Su papá no dejó de mirada ni por un segundo. Erbrow vio praderas infinitas bajo cielos inmensos. Dejó de sentir miedo. Le quedó adentro una tristeza grande como las praderas y los cielos que vio.
Nunca más posaría la cabeza sobre el hombro de papá. Nunca más oiría su voz que le cantaba canciones de cuna y le relataba cuentos de hadas para que ella pudiera deslizarse en el mundo de los sueños sin temer a los monstruos que viven en las sombras y que solo los niños pueden ver cuando llegan la noche y la oscuridad. Nunca más reconocería su olor en el cabello de mamá en las mañanas.
Le gustaría poder llorar, pero mamá había dicho que no debía. El jefe de los hombres malos dio de nuevo la orden y esta vez el soldado que estaba a su lado, el del penacho de todos los colores, disparó. La flecha golpeó a su papá en el corazón y ella sintió un dolor terrible. El deseo de llorar se volvió angustioso. Jastrin, que era incluso más grande que ella, sollozaba.
Su papá cayó al suelo y se quedó allí, inmóvil. La sangre se esparció sobre la tierra y se convirtió en fango.
Erbrow se dio vuelta hacia el hombre que la tenía en brazos, lo miró a los ojos que se veían a través de las aberturas de su capucha de cuero y luego señaló a su mamá. Era un hombre particularmente lleno de oscuridad, pero entendió el pedido. Tardó un poco en decidirse, pero luego se encogió de hombros y aceptó. Se acercó a Robi; así, al menos, Erbrow podía estar cerca de ella.

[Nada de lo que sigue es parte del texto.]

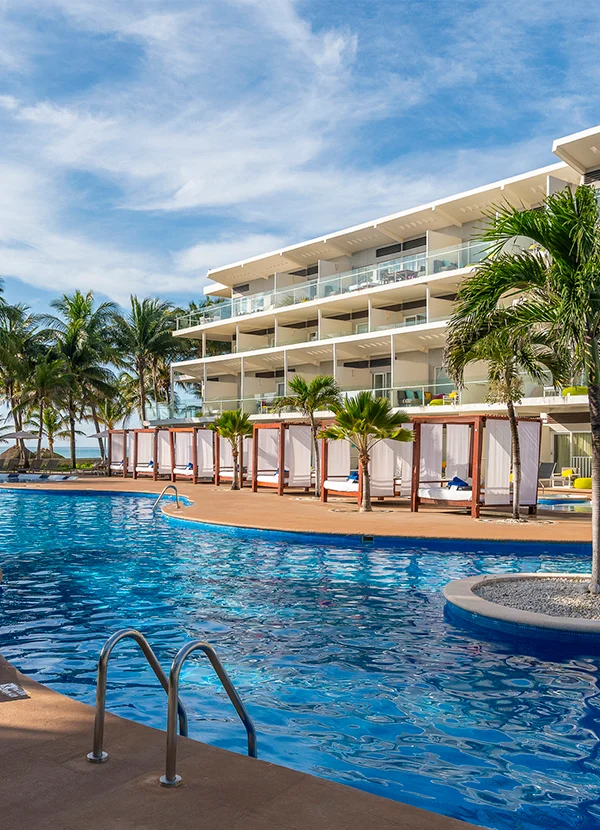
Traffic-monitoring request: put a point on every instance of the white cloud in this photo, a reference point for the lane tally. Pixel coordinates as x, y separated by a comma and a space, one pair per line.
246, 113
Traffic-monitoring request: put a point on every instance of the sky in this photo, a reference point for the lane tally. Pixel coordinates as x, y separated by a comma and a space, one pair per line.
145, 141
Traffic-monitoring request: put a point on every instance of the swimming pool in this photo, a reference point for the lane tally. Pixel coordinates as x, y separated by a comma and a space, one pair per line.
341, 652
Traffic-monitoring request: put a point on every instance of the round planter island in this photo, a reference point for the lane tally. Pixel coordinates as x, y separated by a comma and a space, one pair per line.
551, 607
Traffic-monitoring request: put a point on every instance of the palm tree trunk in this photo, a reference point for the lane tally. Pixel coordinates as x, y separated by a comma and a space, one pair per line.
317, 466
40, 431
97, 428
72, 434
516, 454
235, 484
142, 391
365, 502
594, 400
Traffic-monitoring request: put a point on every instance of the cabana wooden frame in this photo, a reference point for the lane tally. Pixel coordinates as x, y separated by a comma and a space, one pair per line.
219, 477
123, 471
478, 422
194, 478
278, 483
325, 493
151, 471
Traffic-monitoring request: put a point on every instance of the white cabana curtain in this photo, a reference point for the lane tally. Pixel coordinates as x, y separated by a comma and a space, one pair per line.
497, 462
431, 452
403, 455
298, 455
164, 452
247, 450
383, 467
529, 435
268, 450
117, 447
205, 453
458, 450
145, 448
184, 452
225, 455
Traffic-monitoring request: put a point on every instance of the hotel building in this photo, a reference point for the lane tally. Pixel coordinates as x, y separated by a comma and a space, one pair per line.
370, 305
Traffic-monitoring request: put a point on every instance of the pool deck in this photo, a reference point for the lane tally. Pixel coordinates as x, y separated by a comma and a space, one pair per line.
300, 512
46, 783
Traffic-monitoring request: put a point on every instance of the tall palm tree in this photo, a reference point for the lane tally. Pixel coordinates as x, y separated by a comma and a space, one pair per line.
317, 395
88, 376
365, 421
44, 387
22, 343
144, 337
95, 324
511, 352
557, 281
233, 426
53, 425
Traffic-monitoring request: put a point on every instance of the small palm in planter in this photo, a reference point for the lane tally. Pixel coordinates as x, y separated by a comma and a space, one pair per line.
365, 421
233, 425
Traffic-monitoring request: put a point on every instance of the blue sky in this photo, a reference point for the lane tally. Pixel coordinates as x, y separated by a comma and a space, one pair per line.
148, 140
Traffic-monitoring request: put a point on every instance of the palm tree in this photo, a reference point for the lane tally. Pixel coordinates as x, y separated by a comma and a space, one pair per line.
233, 426
144, 337
511, 352
95, 325
22, 343
365, 421
52, 424
557, 281
318, 395
44, 388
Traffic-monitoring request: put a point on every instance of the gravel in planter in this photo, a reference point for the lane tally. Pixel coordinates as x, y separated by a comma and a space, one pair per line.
556, 596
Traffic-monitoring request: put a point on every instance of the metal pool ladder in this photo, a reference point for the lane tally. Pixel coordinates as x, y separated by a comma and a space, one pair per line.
97, 755
164, 490
175, 711
170, 778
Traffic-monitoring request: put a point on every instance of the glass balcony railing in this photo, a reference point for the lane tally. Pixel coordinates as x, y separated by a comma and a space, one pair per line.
385, 273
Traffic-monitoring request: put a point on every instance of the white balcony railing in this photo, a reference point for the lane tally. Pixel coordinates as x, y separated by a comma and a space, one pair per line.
385, 273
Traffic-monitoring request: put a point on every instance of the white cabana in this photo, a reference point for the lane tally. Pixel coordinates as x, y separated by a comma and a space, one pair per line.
192, 453
223, 456
205, 453
144, 453
462, 485
117, 452
164, 463
183, 454
337, 477
282, 456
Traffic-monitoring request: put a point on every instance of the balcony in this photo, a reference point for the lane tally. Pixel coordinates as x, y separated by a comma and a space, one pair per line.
385, 273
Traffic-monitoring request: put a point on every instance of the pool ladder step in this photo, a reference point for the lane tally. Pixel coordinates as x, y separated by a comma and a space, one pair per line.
175, 708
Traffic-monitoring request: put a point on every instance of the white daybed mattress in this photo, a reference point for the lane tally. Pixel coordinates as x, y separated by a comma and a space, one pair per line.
341, 485
445, 494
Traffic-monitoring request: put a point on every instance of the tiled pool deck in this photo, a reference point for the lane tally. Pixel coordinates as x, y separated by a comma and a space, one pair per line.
46, 781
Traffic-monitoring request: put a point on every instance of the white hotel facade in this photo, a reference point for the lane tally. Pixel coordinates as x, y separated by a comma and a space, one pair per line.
370, 305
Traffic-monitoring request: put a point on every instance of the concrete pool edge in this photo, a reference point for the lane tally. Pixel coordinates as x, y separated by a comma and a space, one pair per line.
45, 779
470, 607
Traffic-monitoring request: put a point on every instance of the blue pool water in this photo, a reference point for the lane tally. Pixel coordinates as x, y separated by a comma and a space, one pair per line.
341, 652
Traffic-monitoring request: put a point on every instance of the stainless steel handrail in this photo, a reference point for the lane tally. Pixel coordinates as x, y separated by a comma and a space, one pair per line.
164, 490
170, 778
97, 755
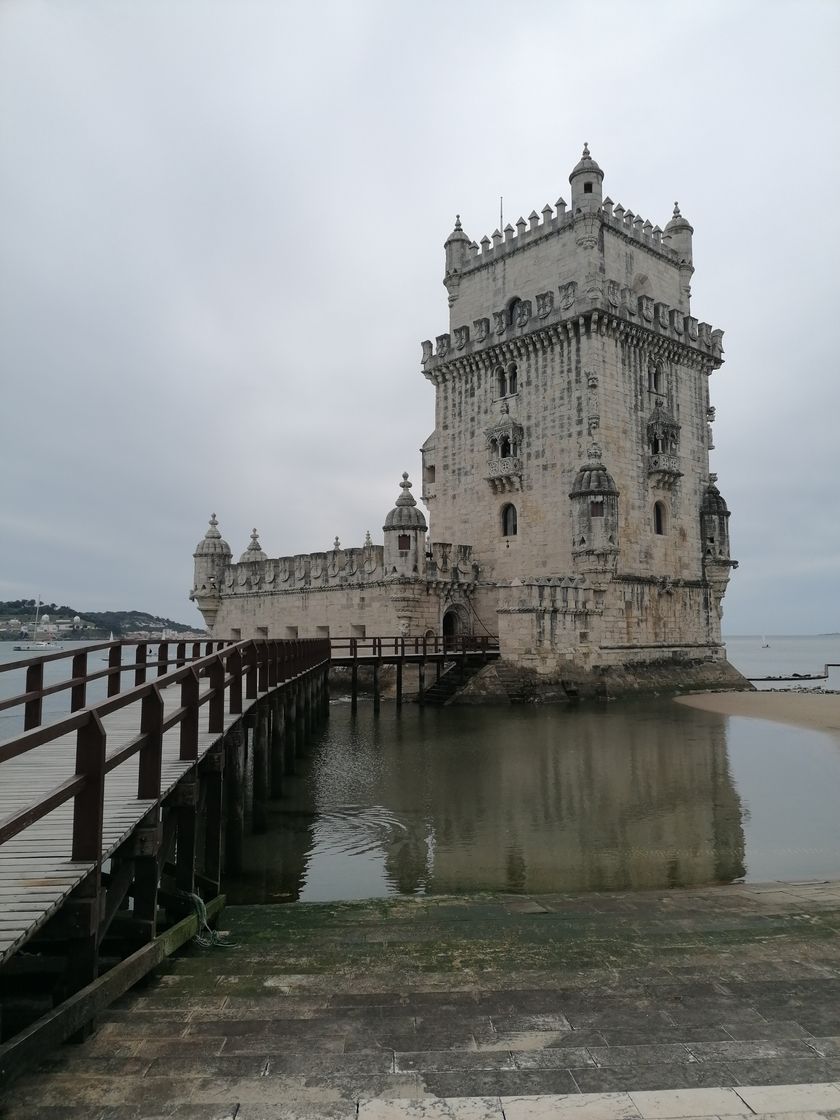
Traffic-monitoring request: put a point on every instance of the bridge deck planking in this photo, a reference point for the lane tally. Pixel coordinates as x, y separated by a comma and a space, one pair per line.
36, 876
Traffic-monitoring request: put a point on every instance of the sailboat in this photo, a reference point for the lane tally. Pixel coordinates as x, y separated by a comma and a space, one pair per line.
36, 644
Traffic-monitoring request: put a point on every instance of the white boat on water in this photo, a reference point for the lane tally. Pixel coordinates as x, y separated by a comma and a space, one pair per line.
36, 644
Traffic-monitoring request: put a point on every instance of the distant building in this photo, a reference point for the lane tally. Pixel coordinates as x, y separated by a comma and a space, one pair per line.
567, 479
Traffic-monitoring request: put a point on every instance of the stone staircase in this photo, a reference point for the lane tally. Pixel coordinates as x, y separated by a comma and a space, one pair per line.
453, 679
485, 1007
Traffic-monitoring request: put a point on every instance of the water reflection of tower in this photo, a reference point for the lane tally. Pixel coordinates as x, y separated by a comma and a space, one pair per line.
630, 798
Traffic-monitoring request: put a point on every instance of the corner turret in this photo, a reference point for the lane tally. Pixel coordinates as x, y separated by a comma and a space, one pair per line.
404, 531
212, 556
715, 537
677, 235
457, 252
253, 553
595, 511
587, 182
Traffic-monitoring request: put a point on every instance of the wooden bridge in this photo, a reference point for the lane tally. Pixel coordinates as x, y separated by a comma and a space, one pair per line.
119, 815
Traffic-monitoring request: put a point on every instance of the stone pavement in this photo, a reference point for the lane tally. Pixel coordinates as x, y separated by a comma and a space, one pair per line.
715, 1001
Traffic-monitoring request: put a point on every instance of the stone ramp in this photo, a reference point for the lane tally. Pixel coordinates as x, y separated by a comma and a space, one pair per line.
477, 1007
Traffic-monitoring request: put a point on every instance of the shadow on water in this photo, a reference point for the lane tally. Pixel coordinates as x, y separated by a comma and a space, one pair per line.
430, 801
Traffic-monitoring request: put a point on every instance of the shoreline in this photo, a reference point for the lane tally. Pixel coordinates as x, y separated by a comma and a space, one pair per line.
818, 711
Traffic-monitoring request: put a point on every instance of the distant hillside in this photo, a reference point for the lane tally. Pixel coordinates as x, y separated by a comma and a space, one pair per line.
119, 622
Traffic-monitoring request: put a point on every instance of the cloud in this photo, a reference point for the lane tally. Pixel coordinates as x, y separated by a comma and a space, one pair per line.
222, 242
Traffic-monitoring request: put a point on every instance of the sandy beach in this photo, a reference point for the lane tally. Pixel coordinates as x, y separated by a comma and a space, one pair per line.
818, 710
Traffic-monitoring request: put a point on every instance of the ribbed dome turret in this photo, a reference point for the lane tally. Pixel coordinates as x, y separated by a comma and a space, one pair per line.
212, 544
406, 513
678, 223
253, 552
714, 502
593, 477
586, 164
457, 233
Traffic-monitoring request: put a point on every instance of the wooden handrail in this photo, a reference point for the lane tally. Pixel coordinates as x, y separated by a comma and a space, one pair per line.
93, 763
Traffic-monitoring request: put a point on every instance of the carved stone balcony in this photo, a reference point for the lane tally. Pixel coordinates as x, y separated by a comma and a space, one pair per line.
663, 469
505, 474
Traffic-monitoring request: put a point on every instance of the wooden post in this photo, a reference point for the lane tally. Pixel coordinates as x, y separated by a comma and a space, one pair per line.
216, 703
214, 767
78, 692
235, 796
278, 737
186, 811
189, 724
87, 804
140, 663
375, 687
288, 702
33, 709
147, 875
261, 770
151, 726
114, 661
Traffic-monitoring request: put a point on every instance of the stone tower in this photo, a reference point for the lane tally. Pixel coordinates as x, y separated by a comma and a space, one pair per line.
572, 435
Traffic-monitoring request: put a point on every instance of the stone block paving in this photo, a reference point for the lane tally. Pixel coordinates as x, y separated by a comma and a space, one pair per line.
710, 1002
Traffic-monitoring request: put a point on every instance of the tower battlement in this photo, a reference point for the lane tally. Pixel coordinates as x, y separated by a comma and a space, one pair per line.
501, 244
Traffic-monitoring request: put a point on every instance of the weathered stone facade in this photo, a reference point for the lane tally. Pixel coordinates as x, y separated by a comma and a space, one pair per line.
570, 454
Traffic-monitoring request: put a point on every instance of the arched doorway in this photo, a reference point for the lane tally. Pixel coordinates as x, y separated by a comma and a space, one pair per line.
451, 623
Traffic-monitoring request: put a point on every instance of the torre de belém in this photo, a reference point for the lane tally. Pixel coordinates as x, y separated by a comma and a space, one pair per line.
571, 511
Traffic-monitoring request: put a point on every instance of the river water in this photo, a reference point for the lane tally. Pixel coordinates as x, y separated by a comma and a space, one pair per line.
631, 795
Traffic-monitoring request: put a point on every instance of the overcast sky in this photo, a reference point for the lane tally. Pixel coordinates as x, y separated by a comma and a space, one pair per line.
221, 243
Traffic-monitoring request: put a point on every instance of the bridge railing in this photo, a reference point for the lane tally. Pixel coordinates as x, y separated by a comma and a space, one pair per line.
150, 659
235, 672
419, 645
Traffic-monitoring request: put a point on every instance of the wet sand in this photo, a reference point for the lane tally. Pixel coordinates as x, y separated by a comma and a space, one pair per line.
819, 710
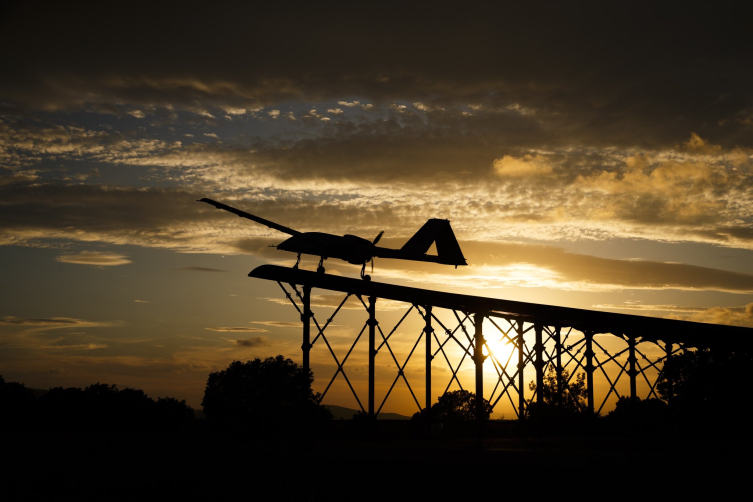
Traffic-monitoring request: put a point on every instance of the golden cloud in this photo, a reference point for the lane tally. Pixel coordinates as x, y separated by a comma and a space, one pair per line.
97, 259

—Ahora tu papá volverá a ponerse de pie, ya verás —murmuró su madre—. Ellos no lo saben, pero tu papá tiene un montón de poderes. Ahora sucederá algo…
Erbrow sabía que no era verdad, su papá no se levantaría de nuevo. En su interior, en el lugar donde antes estaba su papá, había un agujero negro y helado.
El mundo se tornó verde.
Los hombres siguieron riéndose. Jastrin siguió sollozando. Su mamá siguió inmóvil mirando a su papá en el suelo, al lado de Enstriil.
El mundo se tornó verde y nadie se percató de ello. Solo ella.
Era un verde bellísimo con arabescos dorados que se entrelazaban y filtraban la luz del sol.
Praderas infinitas y cielos inmensos.
Dos alas verdes como las praderas, grandes como los cielos…
Alguien con grandes alas verdes había venido por su papá y él ya no estaba solo.
Donde antes había un agujero negro y helado se produjo una sensación extraña de viento de primavera, flores y agua de mar.
Era la sensación que experimenta el que cabalga un dragón.
Alrededor de las patas de Enstriil, donde estaba su papá en el piso, el prado se llenó de florecitas. Eran muchas, como las estrellas del cielo. Eran flores con pétalos blancos y un botoncito amarillo en el centro. Finalmente Erbrow recordó el nombre: eran margaritas.
—No daño —dijo en voz baja a su mamá.
En ese momento Erbrow añoró el uso de la palabra como nunca antes. Cuanto más giraba su mente fuerte y ligera, más se tropezaba su lengua en las pocas sílabas que podía pronunciar.
—No daño —repitió para consolar a su madre, pero era tarde.
Su mamá ya no podía escucharla.
Su papá transformaba el dolor en aflicción, y por esa aflicción había sido derrotado.
Su mamá transformaba el dolor en fuerza y furor.
Su mamá era y sería invencible.
Su furor era incontenible.
Solo después de que el cuerpo de su padre quedó reducido a cenizas, todos estuvieron realmente seguros de que ya no podía hacer nada más: el hombre que la tenía en brazos le dio algo de beber y la puso en el suelo.
Su madre comenzó a hablar y nadie le prestó más atención a Erbrow. Ella se inclinó y cogió un puñado de florecitas, algunas con pétalos blancos, otras con pétalos rojos oscuros por la sangre. Las escondió en el bolsillo más grande. Los pétalos secos se deslizaron hasta el fondo. Los mojados se adhirieron a lo que tenía en el bolsillo: el barquito y la muñeca que habían sido de su mamá.
Después el hombre de la máscara la agarró de nuevo.